UPDATE 1-J&J, Imerys must pay $117 mln to N.J. man in asbestos cancer case

(Adds details on verdict, background on case, share price)

NEW YORK, April 11 (Reuters) - Johnson & Johnson and a unit of Imerys SA must pay $117 million in damages to a man who said he developed cancer due to his exposure to asbestos in talc-based products, a New Jersey state court jury said on Wednesday.

The jury ordered the companies to pay an additional $80 million in punitive damages after awarding the man $37 million in compensatory damages during the first stage of the trial on Thursday.

The verdict by jurors in New Brunswick, New Jersey, came in the second trial nationally to focus on claims that J&J's talc products contained asbestos as the company separately fights thousands of cases claiming they can also cause ovarian cancer.

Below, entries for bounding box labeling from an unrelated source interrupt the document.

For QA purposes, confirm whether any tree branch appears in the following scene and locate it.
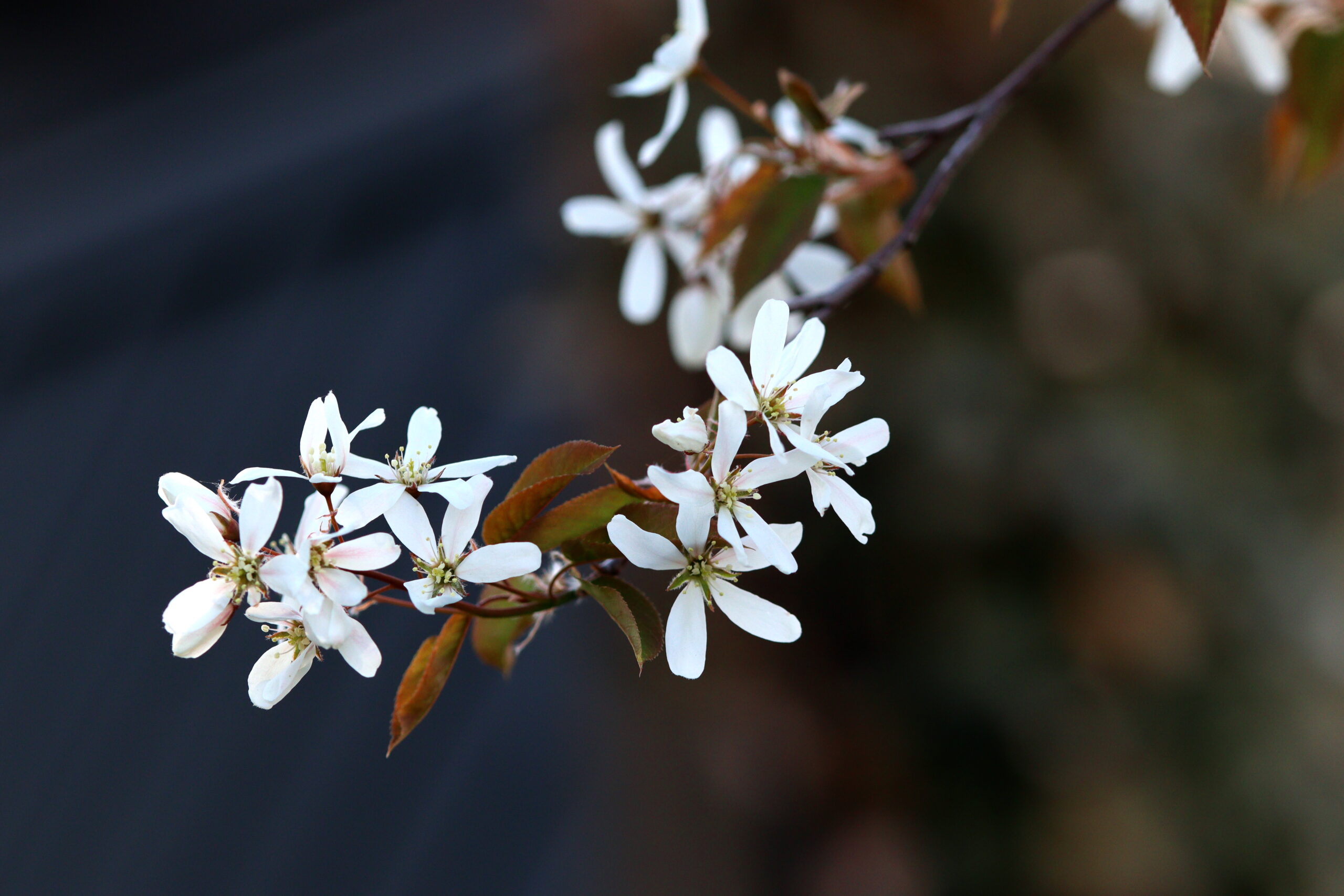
[789,0,1116,319]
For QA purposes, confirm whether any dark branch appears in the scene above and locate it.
[789,0,1116,319]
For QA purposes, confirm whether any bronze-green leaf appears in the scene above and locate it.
[732,175,826,297]
[583,576,663,672]
[1172,0,1227,65]
[387,614,472,755]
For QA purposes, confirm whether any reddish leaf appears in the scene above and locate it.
[700,160,783,258]
[583,576,663,672]
[387,614,472,756]
[513,485,643,551]
[481,442,615,544]
[732,175,826,296]
[1172,0,1227,65]
[1270,29,1344,185]
[606,463,667,501]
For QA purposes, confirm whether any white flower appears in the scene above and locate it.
[649,402,813,574]
[561,121,706,324]
[612,0,710,168]
[336,407,518,532]
[653,407,710,454]
[1119,0,1289,96]
[386,476,542,613]
[606,514,802,678]
[704,300,863,461]
[261,493,397,648]
[247,598,383,709]
[785,389,891,544]
[163,480,284,657]
[231,392,384,485]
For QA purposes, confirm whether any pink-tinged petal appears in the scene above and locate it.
[238,478,285,553]
[621,233,668,324]
[640,78,691,168]
[429,454,518,480]
[710,579,802,644]
[649,466,713,504]
[341,454,396,482]
[247,642,317,709]
[246,600,304,623]
[457,541,542,583]
[298,398,327,459]
[710,400,747,485]
[384,493,438,560]
[561,196,643,236]
[732,504,799,575]
[417,480,476,509]
[159,473,234,520]
[163,579,234,634]
[780,317,826,383]
[735,451,816,490]
[594,121,646,206]
[831,416,891,466]
[336,482,406,532]
[606,513,686,570]
[442,474,494,556]
[304,598,355,648]
[831,477,878,544]
[327,532,402,570]
[172,605,234,660]
[228,466,308,485]
[406,407,444,463]
[339,619,383,678]
[704,345,759,411]
[751,300,790,394]
[313,567,368,607]
[676,502,713,553]
[163,498,233,563]
[664,584,707,678]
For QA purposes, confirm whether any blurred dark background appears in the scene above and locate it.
[0,0,1344,896]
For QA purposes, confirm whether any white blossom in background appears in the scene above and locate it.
[612,0,710,168]
[606,514,802,678]
[247,596,383,709]
[561,121,707,324]
[261,493,397,649]
[706,300,863,457]
[649,402,813,574]
[384,474,542,613]
[1119,0,1294,96]
[785,389,891,544]
[653,407,710,454]
[336,407,518,532]
[163,478,284,657]
[231,392,384,485]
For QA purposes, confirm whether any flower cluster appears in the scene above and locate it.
[159,394,542,709]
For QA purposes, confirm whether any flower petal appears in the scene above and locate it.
[664,584,706,678]
[621,233,668,324]
[606,513,686,570]
[457,541,542,582]
[561,196,641,236]
[709,579,802,644]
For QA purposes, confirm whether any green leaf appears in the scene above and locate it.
[732,175,826,297]
[481,442,615,550]
[583,576,663,672]
[472,591,536,677]
[1172,0,1227,65]
[561,501,677,563]
[513,485,643,551]
[1270,28,1344,184]
[387,614,472,756]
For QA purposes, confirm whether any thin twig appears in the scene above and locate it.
[789,0,1116,319]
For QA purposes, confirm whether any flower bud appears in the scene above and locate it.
[653,407,710,454]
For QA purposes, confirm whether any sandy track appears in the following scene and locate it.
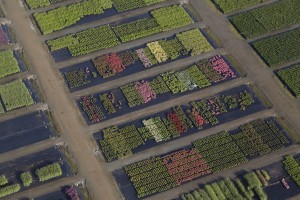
[3,0,120,200]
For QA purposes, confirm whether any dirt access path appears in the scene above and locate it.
[3,0,121,200]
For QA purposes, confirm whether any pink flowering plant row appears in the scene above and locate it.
[81,56,237,121]
[62,29,213,91]
[0,26,10,45]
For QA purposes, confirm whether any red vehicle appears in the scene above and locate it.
[281,178,290,190]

Johnson & Johnson was ordered to pay $55 million and Imerys $25 million of the punitive damages award, according to an online broadcast of the trial by Courtroom View Network.

The decision marks the first trial loss for J&J over allegations that its talc-based consumer products, such as Johnson's Baby Powder, contain asbestos. The company denies the allegations, saying its powders do not contain asbestos or cause cancer.

J&J and Imerys did not immediately respond to a request for comment.

The lawsuit was brought by New Jersey resident Stephen Lanzo, who said he developed mesothelioma after inhaling dust that was generated through his regular use of J&J talc powder products since his birth in 1972.

Mesothelioma is a deadly form of cancer closely associated with exposure to asbestos. It affects the delicate tissue that lines body cavities, most often around the lungs but also in the abdomen and elsewhere.

On Thursday, the jury awarded Lanzo $30 million and his wife $7 million in compensatory damages. It found J&J was responsible for 70 percent of the damages and said a unit of France-based Imerys SA, its talc supplier, was responsible for 30 percent.

J&J shares on Wednesday were slightly down 0.3 percent at 1900 GMT.